The French looked at Benito Juarez, the President of Mexico, with scorn and contempt. Juarez, a man of short stature and of Indian descent, would pose no serious threat to their plans of domination, so thought Napoleon III, the French Emperor. Napoleon III placed Archduke Maximilian of Hapsburg as the "Emperor of Mexico." Maximilian was convinced that the people of Mexico would embrace his leadership. The Mexicans that did join Maximilian were mostly the wealthy and aristocratic Mexicans that feared that they would lose their wealth and power with the agrarian reform-minded Juarez.
In order to secure their control of the country, the French needed to move their coastal base to the capital city of Mexico. General Laurencez headed an army of 6,000 well-trained and well-equipped French cavalry and infantrymen. The French army, following the Napoleonic Wars, was considered to be the best fighting force in the world. The French needed to pass through the city of Puebla on their journey to the capital. Benito Juarez ordered Texas-born General Ignacio Zaragosa to defend the city of Puebla.

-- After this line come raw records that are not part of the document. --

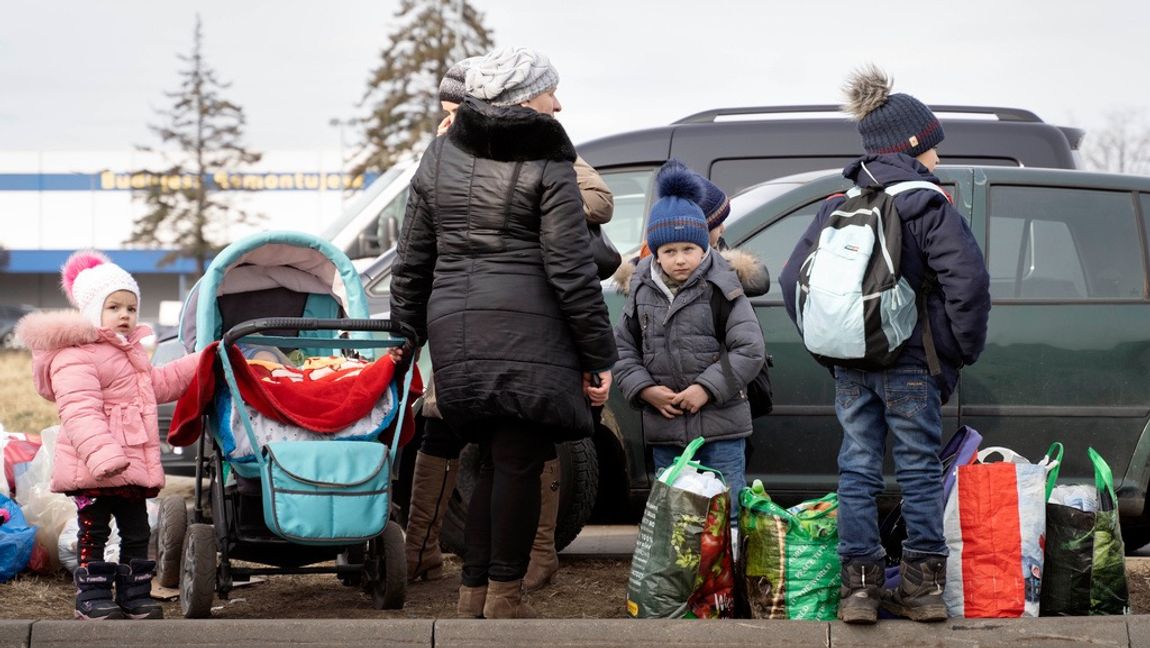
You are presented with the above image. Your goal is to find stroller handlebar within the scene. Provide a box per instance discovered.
[221,317,419,351]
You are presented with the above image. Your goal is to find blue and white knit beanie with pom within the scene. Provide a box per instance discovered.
[646,159,710,254]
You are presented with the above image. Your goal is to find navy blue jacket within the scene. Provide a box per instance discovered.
[779,154,991,403]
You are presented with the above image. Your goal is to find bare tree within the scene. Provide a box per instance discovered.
[352,0,494,178]
[1083,109,1150,176]
[130,15,262,276]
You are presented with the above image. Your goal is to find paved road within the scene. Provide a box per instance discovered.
[2,616,1146,647]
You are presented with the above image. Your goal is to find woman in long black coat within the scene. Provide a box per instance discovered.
[389,47,617,619]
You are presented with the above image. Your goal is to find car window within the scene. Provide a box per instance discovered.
[374,186,410,252]
[150,338,187,365]
[599,167,657,255]
[988,186,1144,300]
[734,199,824,300]
[710,158,856,195]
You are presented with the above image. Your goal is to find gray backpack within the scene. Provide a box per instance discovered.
[795,178,947,370]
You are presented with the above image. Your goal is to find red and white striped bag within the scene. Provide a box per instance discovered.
[942,446,1058,618]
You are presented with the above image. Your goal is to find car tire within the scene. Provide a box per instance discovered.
[440,437,600,557]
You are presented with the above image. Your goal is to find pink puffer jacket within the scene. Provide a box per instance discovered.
[16,310,200,493]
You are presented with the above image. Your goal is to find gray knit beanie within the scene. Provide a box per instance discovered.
[438,57,479,105]
[465,47,559,107]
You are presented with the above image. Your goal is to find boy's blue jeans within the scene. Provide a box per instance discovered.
[652,438,746,523]
[834,366,946,565]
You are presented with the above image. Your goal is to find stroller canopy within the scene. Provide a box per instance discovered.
[181,231,372,352]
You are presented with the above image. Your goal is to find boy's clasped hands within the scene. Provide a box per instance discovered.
[640,384,710,418]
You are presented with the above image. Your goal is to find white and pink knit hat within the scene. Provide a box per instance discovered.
[60,250,140,327]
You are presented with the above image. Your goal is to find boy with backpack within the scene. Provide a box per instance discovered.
[779,65,991,624]
[614,162,766,524]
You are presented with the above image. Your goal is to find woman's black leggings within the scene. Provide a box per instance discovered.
[459,417,556,586]
[76,496,150,567]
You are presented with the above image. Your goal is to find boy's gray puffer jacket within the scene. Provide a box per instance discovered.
[613,251,766,446]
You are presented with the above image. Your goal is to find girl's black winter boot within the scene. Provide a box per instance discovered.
[115,559,164,619]
[74,561,124,620]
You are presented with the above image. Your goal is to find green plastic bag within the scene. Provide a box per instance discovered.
[626,438,735,619]
[739,481,840,620]
[1041,447,1128,616]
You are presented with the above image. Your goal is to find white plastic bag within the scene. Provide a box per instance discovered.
[14,426,75,574]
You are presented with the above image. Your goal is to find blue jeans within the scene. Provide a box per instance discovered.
[834,366,945,565]
[652,438,747,525]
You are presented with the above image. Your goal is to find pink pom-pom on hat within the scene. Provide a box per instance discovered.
[59,250,140,327]
[61,250,112,306]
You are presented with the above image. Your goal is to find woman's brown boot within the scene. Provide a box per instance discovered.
[404,452,459,582]
[523,458,561,592]
[457,584,487,618]
[482,579,537,618]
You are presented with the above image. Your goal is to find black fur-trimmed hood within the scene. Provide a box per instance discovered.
[449,97,577,163]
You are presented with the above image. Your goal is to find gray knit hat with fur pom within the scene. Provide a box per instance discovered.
[843,65,943,157]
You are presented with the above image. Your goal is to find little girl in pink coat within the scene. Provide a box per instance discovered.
[16,250,200,620]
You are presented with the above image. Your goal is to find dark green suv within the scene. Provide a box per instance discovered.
[599,165,1150,550]
[349,105,1089,553]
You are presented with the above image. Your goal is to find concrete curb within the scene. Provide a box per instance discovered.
[0,616,1142,647]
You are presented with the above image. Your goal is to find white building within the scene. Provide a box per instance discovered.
[0,149,370,321]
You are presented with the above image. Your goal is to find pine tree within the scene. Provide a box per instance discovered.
[129,15,262,276]
[352,0,494,177]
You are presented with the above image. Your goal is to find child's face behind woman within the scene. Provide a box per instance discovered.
[101,290,138,334]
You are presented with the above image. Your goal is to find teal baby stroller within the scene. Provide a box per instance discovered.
[155,231,416,618]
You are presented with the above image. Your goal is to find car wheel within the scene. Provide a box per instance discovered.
[441,437,600,556]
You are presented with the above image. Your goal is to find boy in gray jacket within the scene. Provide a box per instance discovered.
[613,163,766,521]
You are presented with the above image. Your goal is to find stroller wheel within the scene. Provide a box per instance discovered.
[365,520,406,609]
[337,544,365,587]
[180,524,218,618]
[156,496,189,588]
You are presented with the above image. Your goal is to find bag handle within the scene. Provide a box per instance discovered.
[659,437,726,486]
[978,444,1062,500]
[1087,447,1118,511]
[1041,442,1064,499]
[977,446,1030,464]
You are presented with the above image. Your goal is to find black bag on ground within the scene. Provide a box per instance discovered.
[1040,447,1128,616]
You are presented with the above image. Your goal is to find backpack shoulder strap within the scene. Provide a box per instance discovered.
[708,281,733,344]
[885,181,950,201]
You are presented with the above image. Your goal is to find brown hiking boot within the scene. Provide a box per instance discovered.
[524,458,561,592]
[404,451,459,582]
[881,557,948,622]
[838,561,885,624]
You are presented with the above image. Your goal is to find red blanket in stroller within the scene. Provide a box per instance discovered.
[169,342,420,448]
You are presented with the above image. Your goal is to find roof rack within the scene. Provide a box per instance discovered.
[673,105,1044,125]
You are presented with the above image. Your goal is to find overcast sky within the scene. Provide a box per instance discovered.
[1,0,1147,157]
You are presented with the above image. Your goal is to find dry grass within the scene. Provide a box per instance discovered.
[0,350,58,436]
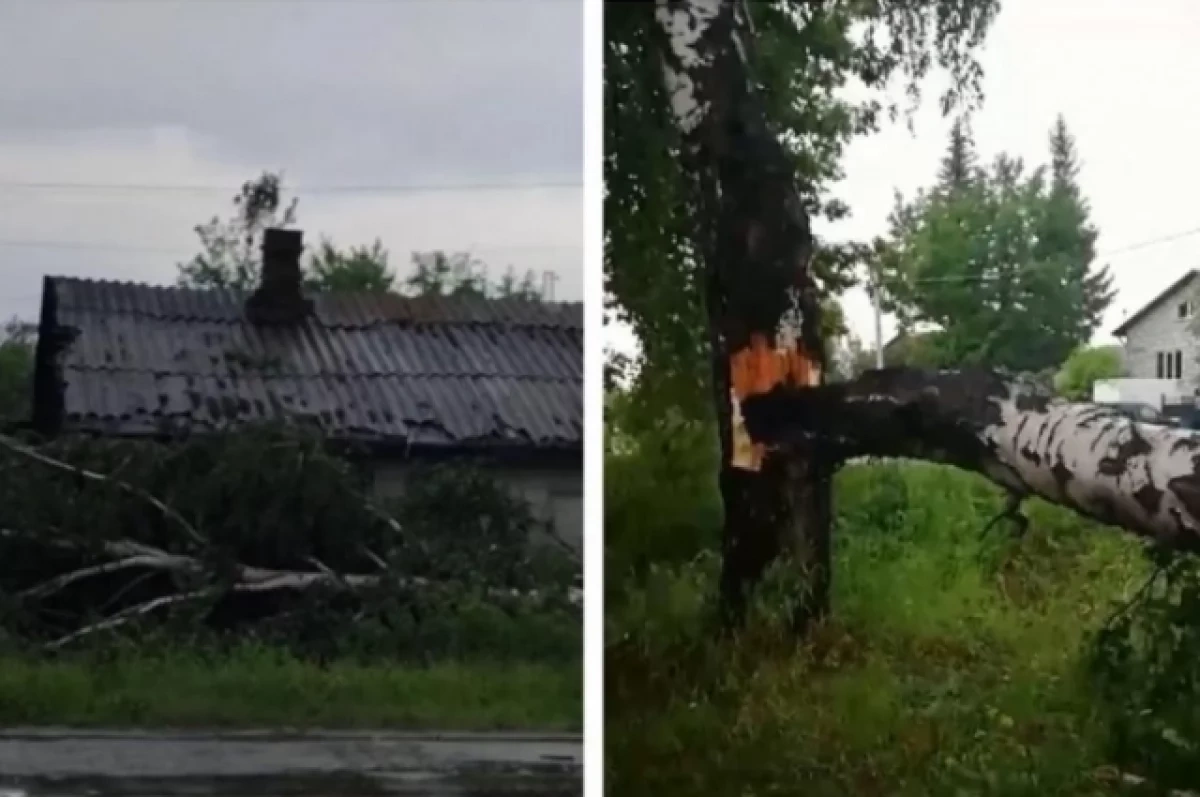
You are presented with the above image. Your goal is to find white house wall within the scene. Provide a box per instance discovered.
[1122,277,1200,390]
[372,463,584,553]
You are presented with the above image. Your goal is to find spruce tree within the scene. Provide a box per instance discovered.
[937,118,979,192]
[1040,114,1114,346]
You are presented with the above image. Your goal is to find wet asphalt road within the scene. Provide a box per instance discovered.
[0,729,582,796]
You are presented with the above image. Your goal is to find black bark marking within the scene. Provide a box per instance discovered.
[1089,421,1119,451]
[1098,425,1153,475]
[1020,445,1041,465]
[1076,406,1116,428]
[1171,435,1200,454]
[1034,417,1052,451]
[1015,414,1030,439]
[1045,414,1067,446]
[1167,473,1200,522]
[1050,457,1073,495]
[1132,483,1163,517]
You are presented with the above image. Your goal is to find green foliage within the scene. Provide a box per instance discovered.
[880,118,1115,371]
[884,328,948,368]
[605,0,1000,417]
[1055,345,1123,400]
[604,389,721,583]
[405,250,490,297]
[1090,553,1200,792]
[494,265,544,301]
[405,251,543,300]
[0,318,35,422]
[176,171,396,294]
[305,237,395,293]
[606,459,1156,795]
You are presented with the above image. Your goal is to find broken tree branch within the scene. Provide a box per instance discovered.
[740,367,1200,553]
[19,535,583,630]
[0,433,206,547]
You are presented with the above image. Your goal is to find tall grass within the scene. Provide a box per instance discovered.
[0,643,581,730]
[606,459,1158,795]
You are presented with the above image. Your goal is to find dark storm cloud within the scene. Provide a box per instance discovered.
[0,0,581,185]
[0,0,582,319]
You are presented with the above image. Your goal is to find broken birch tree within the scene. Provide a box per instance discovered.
[741,367,1200,554]
[656,0,831,627]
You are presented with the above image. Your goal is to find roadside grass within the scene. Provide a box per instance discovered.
[606,460,1150,795]
[0,645,581,731]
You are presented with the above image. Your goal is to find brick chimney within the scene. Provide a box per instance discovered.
[245,228,313,324]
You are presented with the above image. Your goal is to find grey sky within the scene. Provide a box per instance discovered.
[608,0,1200,358]
[0,0,583,322]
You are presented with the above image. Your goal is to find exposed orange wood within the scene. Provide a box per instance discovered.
[728,331,821,470]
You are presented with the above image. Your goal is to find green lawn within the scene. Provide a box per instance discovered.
[606,461,1156,796]
[0,645,581,731]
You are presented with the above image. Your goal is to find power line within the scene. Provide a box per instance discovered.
[1098,226,1200,257]
[0,237,578,257]
[0,178,581,196]
[869,225,1200,287]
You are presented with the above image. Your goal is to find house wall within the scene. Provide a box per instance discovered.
[1121,278,1200,396]
[371,462,584,553]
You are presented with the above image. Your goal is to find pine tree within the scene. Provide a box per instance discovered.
[937,118,979,192]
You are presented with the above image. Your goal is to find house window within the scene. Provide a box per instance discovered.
[1160,350,1185,380]
[1181,301,1193,320]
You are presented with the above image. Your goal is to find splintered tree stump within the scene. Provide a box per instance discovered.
[656,0,833,628]
[741,367,1200,553]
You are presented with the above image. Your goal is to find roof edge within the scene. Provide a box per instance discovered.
[1112,269,1200,337]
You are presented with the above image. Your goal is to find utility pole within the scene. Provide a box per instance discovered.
[542,270,559,301]
[867,264,884,369]
[872,282,884,369]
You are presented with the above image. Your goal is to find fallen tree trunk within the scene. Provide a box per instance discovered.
[740,367,1200,553]
[18,536,581,650]
[38,547,582,651]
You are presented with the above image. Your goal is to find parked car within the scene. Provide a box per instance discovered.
[1110,402,1178,426]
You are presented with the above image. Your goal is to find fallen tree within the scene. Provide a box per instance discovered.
[741,367,1200,554]
[0,427,581,654]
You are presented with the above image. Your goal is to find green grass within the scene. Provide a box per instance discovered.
[0,644,581,731]
[606,460,1152,796]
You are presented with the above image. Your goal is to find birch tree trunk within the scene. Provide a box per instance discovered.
[741,368,1200,554]
[655,0,832,628]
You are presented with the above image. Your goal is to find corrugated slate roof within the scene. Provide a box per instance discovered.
[41,277,582,450]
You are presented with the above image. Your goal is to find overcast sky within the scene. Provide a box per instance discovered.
[0,0,582,322]
[608,0,1200,358]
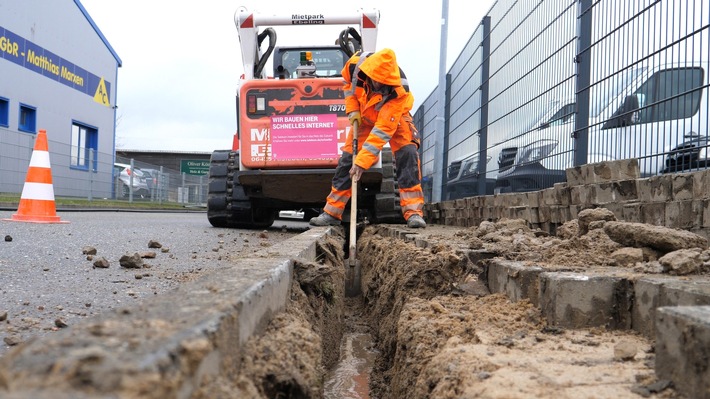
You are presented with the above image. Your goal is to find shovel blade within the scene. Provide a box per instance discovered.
[345,259,361,297]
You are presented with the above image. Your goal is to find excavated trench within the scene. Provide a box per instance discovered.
[228,219,684,399]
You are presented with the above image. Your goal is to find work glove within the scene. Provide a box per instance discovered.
[348,111,362,127]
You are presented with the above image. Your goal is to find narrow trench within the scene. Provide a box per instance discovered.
[322,224,376,399]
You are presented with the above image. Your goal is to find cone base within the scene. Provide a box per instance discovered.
[3,214,69,224]
[6,198,69,224]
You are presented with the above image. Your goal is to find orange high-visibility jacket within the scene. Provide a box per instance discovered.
[341,48,415,170]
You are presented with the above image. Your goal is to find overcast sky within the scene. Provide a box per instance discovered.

Unlike the French army, the Mexican army was poorly equipped and their image was less than enviable. The Mexican army, though it had fought bravely against the U.S. in 1848, had ultimately been annihilated. Mexico had lost half of its territory to the U.S. General Zaragosa positioned his army of 4,000 into two forts and along the mountain sides facing the French advance. On May 5th, General Laurencez, with an air of contempt towards the Mexican forces, ordered a full-scale frontal attack on the Mexican fortified positions. The Mexicans, with a deadly crossfire from their two fortified positions, repulsed the French. The French suffered 1,000 casualties in their first assault. After several more unsuccessful charges by the French and faced with shortages of ammunition, the Mexicans fought with farm implements, machetes, and stones. The Mexicans then drove stampeding cattle at the French in order to create confusion amongst them.
Laurencezís army, badly mauled, retreated to the Mexican coast. Napoleon III was humiliated by the Mexican victory and dispatched 28,000 additional French troops in order to eventually secure Mexico City and thus Mexico for Maximilian.
The Mexican army was greatly aided by civilian combatants, many of whom were women. The Mexican people gained a source of newly found pride and resolve in their struggle against foreign domination. Even though the French ultimately occupied Puebla and Mexico City, the Mexican patriots fought against superior numbers with the conviction that they would eventually control their own destiny and live in an independent Mexico once again.